ーーそれはドナルドだけでなく香港の人には多い感覚なのかな?

人にもよりますけどね。特に僕は大学でも日本文化について研究していたくらいなので好きな方だと思う(笑)。

ーー今回のポップアップはどうだった?

まず、すごく嬉しかったです。香港の人にも、皆さんが来てくれたことで、山と道が香港を大切に思っていることが伝わったと思います。今回は台湾からペイペイさんやコーさんも通訳で参加してくれて、香港と日本と台湾のチームでやれたことも良かった。山と道とのこの協力も、私はビジネスの感覚ではやっていなくて、今回も自分の好きな人が集まって、ひとつのチームになって、ずっとやりたかったことをやれた感じがすごく大きかったです。

ーーsamplus(台北にある山と道の直営店)のある台湾も含めて、これからももっとひとつのチームになっていけたらいいよね。今回、5年ぶりに香港に来て、昨日の懇親会に参加してくれた人の中でも自分でブランドをやっている人やコミュニティをやっている人、いろんな人がいて、カルチャーやコミュニティの広がりを感じたんだけど、ドナルドはどう感じてる?

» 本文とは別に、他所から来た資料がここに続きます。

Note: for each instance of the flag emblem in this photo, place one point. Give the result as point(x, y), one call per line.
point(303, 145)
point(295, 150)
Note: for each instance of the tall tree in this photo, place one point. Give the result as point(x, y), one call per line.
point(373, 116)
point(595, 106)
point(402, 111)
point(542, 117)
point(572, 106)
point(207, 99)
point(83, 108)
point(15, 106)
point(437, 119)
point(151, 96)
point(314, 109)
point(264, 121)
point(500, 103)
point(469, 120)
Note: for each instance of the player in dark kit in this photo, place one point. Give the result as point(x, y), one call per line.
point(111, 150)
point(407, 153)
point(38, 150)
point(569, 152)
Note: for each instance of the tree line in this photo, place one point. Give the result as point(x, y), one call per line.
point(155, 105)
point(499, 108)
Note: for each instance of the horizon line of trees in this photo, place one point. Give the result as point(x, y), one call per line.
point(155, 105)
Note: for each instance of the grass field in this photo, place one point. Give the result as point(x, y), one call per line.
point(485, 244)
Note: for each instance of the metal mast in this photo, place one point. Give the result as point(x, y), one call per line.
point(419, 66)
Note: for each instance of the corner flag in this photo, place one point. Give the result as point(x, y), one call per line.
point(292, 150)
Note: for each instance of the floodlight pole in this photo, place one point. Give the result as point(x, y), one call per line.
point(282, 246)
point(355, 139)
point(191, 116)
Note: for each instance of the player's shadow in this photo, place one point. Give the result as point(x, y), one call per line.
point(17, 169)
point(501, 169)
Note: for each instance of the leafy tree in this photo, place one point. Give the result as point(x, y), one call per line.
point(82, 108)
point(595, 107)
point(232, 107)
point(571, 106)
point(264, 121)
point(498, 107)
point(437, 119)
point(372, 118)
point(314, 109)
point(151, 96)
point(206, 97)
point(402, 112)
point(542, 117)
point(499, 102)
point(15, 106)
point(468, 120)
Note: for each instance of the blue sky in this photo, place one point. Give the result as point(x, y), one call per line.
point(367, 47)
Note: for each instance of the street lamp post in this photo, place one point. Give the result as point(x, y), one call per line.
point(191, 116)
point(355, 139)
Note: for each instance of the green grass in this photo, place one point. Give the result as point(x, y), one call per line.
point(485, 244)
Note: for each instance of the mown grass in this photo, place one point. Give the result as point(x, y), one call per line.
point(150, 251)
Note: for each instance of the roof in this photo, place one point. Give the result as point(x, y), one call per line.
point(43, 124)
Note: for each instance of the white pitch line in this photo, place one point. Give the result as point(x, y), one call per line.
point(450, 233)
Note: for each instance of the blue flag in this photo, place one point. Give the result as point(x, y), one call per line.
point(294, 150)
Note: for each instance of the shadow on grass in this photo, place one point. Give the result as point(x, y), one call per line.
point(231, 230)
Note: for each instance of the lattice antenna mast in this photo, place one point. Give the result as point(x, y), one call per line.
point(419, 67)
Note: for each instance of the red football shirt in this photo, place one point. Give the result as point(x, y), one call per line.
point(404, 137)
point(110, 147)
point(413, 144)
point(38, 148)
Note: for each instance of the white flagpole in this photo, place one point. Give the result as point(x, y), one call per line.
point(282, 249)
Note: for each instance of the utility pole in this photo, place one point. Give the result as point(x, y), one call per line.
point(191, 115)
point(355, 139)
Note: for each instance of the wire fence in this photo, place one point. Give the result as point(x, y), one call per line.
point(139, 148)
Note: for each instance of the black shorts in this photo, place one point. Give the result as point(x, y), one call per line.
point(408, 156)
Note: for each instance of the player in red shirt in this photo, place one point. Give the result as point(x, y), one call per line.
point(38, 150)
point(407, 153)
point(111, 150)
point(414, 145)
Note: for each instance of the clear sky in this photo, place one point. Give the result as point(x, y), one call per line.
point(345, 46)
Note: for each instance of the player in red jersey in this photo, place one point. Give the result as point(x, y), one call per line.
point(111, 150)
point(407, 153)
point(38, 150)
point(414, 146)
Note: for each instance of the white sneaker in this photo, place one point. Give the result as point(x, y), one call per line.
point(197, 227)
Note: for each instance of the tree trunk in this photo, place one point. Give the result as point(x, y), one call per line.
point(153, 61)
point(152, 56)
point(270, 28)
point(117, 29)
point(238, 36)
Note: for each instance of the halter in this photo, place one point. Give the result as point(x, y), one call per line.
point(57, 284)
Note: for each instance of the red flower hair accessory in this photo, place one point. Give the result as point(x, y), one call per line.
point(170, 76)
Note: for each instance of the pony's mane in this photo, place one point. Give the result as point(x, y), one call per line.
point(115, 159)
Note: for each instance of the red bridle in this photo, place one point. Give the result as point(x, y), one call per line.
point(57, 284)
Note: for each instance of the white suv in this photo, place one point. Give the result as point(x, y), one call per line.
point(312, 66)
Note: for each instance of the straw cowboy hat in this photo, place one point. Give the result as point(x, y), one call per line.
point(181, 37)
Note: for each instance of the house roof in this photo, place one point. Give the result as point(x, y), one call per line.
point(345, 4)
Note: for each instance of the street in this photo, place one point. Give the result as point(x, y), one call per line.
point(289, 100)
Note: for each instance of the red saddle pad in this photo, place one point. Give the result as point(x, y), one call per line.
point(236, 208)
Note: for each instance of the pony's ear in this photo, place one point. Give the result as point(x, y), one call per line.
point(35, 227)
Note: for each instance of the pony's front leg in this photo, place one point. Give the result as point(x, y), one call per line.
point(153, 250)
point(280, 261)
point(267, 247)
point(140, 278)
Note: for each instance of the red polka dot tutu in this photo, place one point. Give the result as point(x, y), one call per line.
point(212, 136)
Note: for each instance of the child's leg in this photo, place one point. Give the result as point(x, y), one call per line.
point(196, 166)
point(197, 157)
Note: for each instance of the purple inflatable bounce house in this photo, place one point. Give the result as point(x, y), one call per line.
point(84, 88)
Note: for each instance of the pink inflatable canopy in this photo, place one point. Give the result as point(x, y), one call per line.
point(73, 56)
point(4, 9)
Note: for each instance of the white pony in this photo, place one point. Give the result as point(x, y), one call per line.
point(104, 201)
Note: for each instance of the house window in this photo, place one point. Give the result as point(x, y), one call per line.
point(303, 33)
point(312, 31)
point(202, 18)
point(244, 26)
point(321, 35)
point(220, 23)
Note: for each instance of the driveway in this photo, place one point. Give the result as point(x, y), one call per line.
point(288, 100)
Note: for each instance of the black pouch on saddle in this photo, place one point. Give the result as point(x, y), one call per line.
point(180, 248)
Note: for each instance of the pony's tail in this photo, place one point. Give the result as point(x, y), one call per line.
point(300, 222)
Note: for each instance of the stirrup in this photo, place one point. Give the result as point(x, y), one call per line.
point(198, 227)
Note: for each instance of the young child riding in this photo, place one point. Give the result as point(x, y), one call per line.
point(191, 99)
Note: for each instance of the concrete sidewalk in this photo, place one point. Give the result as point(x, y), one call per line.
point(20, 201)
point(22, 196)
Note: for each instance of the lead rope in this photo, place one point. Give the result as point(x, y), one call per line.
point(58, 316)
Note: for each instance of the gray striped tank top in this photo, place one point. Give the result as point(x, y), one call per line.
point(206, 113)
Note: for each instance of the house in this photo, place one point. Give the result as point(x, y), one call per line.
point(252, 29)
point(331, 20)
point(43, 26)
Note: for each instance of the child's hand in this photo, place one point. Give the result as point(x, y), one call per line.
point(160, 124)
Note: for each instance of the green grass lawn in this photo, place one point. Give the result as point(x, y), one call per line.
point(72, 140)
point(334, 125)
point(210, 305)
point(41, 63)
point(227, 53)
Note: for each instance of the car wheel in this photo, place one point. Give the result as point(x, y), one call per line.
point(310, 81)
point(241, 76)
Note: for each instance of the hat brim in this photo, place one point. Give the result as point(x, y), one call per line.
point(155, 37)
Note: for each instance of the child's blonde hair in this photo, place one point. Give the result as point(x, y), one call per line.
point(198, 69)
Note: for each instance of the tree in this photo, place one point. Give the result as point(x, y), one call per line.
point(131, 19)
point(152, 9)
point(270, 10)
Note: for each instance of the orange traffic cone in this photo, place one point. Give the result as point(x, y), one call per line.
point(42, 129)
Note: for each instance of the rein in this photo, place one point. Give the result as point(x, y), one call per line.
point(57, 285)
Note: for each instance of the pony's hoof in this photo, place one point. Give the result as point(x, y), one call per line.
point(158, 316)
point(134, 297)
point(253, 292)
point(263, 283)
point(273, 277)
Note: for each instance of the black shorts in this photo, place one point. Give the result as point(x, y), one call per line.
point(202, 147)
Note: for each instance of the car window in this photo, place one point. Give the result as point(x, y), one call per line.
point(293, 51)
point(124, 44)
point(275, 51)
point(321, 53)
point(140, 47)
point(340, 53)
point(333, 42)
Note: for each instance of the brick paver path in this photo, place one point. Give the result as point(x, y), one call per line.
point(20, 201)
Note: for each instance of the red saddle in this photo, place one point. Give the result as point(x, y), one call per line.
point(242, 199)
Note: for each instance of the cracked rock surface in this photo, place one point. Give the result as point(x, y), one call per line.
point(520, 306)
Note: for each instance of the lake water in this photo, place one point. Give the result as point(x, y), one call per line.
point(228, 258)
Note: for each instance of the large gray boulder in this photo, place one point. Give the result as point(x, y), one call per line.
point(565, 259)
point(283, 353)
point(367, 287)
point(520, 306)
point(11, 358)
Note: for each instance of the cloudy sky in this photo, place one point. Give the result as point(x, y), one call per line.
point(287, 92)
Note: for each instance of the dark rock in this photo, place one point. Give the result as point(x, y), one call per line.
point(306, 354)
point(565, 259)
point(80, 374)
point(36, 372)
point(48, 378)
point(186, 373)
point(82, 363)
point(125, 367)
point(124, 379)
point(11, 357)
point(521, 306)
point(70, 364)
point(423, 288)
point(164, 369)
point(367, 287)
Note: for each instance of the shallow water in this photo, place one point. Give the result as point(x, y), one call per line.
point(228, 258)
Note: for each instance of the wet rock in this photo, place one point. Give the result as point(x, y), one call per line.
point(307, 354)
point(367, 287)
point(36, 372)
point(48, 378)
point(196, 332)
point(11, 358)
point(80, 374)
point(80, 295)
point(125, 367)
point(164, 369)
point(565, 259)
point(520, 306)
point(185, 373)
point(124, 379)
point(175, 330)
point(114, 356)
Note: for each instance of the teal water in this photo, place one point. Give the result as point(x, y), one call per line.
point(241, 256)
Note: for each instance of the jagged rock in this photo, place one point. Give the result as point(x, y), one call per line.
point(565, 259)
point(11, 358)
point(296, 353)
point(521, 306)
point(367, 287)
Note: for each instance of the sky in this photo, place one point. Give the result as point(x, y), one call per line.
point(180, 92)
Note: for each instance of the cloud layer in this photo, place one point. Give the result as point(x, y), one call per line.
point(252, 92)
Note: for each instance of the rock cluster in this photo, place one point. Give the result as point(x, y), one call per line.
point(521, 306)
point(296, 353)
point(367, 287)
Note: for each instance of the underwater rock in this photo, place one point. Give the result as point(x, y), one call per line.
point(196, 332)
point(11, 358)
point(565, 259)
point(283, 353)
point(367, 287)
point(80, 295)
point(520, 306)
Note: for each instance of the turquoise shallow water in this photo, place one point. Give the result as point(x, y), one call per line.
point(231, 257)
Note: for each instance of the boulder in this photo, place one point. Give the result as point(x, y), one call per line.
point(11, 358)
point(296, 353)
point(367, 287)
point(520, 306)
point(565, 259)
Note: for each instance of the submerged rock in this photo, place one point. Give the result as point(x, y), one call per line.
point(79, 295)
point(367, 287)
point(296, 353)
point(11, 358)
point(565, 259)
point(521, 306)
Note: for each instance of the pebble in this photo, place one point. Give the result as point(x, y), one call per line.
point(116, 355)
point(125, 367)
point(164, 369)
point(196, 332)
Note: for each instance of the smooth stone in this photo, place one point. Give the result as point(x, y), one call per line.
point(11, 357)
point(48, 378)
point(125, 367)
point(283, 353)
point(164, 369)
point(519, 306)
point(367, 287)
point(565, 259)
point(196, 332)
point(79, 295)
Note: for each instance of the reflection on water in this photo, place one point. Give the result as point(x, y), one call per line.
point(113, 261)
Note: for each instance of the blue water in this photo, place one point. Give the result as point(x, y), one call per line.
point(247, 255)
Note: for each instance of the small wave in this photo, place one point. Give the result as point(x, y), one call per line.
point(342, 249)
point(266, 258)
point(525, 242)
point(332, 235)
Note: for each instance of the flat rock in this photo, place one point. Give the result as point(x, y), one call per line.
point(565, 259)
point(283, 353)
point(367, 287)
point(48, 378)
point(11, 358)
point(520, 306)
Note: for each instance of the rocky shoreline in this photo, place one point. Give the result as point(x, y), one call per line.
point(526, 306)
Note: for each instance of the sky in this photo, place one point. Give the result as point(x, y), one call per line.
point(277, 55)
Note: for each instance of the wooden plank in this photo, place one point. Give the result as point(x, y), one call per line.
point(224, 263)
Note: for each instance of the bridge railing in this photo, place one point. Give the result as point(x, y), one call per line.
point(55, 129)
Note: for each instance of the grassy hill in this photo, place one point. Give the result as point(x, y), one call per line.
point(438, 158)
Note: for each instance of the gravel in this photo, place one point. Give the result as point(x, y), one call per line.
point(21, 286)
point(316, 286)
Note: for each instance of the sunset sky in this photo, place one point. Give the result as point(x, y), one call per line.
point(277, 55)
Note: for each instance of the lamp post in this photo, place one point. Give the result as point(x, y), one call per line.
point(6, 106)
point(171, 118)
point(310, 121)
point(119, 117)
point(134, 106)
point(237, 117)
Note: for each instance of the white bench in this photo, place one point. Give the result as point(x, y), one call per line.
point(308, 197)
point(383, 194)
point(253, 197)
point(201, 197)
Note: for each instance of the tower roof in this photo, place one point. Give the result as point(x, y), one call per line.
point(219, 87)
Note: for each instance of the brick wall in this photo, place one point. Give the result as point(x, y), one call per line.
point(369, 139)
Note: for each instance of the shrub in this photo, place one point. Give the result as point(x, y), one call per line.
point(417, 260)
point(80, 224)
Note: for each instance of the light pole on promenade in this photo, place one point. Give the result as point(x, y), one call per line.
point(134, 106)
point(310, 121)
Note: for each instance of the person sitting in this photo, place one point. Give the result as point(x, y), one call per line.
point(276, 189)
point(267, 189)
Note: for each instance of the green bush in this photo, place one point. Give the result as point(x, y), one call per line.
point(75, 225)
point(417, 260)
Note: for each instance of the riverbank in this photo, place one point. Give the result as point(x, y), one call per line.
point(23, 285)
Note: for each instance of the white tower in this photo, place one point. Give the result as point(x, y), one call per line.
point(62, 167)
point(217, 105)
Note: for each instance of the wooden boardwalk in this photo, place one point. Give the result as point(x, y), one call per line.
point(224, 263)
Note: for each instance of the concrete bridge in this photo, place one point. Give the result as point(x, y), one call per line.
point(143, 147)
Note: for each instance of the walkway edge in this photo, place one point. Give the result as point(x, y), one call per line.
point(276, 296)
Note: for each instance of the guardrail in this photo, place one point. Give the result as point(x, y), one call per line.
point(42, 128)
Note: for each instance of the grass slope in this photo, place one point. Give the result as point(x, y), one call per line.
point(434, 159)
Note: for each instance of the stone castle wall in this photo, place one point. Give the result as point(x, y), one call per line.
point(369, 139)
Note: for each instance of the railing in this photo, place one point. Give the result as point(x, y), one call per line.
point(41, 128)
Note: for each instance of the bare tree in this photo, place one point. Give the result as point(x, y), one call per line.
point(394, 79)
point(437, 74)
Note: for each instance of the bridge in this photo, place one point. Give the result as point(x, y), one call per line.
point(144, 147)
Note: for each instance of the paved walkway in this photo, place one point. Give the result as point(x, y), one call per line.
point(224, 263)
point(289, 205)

環境が違うので、日本みたいにULハイキングを多くの人が知っている状態になるかどうかはわからないけれど、でも間違いないのは、私はmorimoriをより良い場にしていくし、ULの哲学やコミュニティをもっと広げていきます。まだ香港にはULの歴史を知る人はそこまで多くないので、まずそこをちゃんと広げていけば、ガレージブランドなんかももっと出てくるんじゃないかな。私はポジティブに考えています。

ーーそれには山と道も貢献できることがあったら、ぜひやっていきたいです。

ありがとうございます。ハイカー同士、国とか関係なく、もっといろんな国の人と一緒にやっていけたらいいですよね!